This invention relates to bifocal contact lenses and particularly to a bifocal contact lens structure that eliminates any vision jump between lens powers. The invention also encompasses a method and apparatus for manufacturing bifocal contact lenses, particularly, bifocal contact lenses with no vision jump between lens powers.
Bifocal lenses provide vision correction for both distance vision and up-close or near vision. As the name bifocal suggests, bifocal lenses provide the two different types of vision correction with two separate lens sections, each having a different focal length. In bifocal contact lenses, each lens must remain properly oriented on the wearer's cornea in use with the distance vision section at the top of the cornea and the near vision section at the bottom of the cornea.
There are two general categories of bifocal contact lens designs. In one bifocal contact lens design the lens has a non-uniform index of refraction. A lens of this design type is commonly referred to as a fused or two-piece lens. U.S. Pat. No. 3,662,040 to Urbach shows a two-piece or fused bifocal contact lens comprising two materials with different indices of refraction. The Urbach bifocal contact lens structure includes a lens base formed from one lens material. A lens material having a different index of refraction is fused to the lens base material in an opening formed in the lens base. The two types of material produce the desired two different vision correction powers.

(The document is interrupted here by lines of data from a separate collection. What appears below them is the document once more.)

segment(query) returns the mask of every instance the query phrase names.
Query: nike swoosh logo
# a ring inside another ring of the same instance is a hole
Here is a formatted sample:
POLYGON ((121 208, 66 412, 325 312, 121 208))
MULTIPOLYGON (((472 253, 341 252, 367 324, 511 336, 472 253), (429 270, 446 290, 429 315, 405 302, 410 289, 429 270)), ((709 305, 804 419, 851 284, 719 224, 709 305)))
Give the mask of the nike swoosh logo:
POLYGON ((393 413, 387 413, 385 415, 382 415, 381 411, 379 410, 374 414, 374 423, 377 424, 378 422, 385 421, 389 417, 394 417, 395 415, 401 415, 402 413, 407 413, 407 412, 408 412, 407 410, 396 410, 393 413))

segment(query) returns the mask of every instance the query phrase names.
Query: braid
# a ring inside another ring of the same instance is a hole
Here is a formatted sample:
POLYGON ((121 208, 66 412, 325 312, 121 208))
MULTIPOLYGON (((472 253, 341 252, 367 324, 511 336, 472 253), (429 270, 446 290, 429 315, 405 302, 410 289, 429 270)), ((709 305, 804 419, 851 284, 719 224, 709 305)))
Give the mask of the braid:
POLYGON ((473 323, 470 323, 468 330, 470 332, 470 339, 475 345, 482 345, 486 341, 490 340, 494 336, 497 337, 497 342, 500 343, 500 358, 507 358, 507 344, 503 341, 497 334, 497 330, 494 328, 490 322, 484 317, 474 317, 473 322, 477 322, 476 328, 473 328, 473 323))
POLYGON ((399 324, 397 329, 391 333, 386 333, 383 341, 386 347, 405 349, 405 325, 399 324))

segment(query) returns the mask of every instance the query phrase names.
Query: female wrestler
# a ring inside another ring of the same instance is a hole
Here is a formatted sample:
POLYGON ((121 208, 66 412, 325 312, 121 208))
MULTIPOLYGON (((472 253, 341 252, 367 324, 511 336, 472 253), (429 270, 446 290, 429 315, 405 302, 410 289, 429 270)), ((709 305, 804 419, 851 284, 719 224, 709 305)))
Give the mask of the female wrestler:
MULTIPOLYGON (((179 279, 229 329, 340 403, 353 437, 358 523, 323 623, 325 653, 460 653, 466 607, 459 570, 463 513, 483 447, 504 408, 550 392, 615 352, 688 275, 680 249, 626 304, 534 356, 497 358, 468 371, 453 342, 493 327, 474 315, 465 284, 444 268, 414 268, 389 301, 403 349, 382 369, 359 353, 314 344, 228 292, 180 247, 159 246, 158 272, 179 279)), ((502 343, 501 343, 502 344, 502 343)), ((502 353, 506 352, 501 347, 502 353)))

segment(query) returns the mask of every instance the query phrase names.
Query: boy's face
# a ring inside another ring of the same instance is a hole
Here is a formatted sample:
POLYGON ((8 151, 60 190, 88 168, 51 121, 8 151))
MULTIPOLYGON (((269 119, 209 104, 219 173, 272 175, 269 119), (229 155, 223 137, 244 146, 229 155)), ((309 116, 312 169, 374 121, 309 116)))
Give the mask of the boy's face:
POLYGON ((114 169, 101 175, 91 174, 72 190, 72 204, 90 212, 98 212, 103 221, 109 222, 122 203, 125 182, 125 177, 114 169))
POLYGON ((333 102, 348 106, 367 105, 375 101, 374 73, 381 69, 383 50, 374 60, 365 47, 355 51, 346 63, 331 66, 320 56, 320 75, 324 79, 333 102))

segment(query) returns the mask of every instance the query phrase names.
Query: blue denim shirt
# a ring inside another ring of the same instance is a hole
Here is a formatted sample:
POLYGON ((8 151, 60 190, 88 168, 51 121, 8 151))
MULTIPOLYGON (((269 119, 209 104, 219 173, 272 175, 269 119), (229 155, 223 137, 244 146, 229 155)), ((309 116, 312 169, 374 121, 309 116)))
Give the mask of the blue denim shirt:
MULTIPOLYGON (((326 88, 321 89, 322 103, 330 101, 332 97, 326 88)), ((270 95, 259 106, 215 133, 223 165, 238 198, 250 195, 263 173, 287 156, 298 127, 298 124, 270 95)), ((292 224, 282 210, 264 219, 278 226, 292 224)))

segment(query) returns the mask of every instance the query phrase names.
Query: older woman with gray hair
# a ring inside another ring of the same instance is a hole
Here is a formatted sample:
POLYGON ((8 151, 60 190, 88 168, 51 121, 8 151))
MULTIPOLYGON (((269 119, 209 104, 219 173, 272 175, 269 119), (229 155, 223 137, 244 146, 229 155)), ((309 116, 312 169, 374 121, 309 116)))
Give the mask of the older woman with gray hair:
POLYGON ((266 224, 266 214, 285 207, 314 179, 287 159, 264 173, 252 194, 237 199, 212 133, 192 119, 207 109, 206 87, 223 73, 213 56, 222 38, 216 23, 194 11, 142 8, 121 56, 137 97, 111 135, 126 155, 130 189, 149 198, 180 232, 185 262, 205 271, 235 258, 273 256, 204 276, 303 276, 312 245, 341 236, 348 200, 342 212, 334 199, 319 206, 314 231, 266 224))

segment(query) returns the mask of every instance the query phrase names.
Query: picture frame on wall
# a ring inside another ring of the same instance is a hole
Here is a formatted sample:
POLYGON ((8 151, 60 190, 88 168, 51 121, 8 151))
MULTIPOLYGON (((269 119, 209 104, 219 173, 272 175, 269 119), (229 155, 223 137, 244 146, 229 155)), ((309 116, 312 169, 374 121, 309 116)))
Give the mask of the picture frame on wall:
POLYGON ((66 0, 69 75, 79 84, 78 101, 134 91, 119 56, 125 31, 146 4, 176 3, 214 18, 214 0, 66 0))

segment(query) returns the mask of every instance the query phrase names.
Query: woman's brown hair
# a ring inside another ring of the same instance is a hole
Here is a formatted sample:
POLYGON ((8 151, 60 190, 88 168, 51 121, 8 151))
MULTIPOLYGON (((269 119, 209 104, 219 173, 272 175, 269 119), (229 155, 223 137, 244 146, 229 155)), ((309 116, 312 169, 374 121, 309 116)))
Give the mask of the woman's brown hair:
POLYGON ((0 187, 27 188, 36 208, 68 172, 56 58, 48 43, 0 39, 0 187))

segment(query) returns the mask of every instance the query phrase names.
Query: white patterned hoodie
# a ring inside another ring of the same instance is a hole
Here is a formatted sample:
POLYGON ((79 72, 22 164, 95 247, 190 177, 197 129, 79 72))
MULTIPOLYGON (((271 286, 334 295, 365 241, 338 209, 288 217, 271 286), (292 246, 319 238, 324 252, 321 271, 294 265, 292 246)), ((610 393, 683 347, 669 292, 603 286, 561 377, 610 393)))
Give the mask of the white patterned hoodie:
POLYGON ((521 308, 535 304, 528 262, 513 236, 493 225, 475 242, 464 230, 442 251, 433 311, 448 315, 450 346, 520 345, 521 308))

The other general bifocal contact lens design, the one-piece design, is produced from a single material with a uniform index of refraction and produces the different correction powers with a non-uniform curvature on the outer or anterior surface of the lens. U.S. Pat. No. 5,074,082 to Cappelli and U.S. Pat. No. 4,938,583 to Miller show one-piece bifocal contact lens designs. In both the Cappelli and Miller lens designs, the anterior surface of the lens includes two separate sections, each with a different radius of curvature with respect to the curvature of the lens inner or posterior surface. The two sections with dissimilar curvature produce the desired two lens powers.
Both the fused and prior one-piece bifocal lens designs had drawbacks that prevented their wide spread acceptance and use. Both designs relied only upon asymmetry built into the lens shape or weight distribution to maintain proper orientation of the lens on the patient's cornea. The two-piece or fused bifocal contact lenses were relatively expensive to manufacture and were also thicker and, therefore, less comfortable to wear. Also, the two-piece design limited the types of materials that could be employed in the lens. Furthermore, there was the risk that the fused portion of the two-piece design could detach from the base portion of the lens.
The one-piece bifocal contact lenses were thinner and generally less expensive to manufacture. However, the prior one-piece lens designs produced a vision jump or vision distortion at the junction between the two different lens powers. The vision jump or distortion between the lens powers was distracting to the wearer and limited the acceptance of such designs.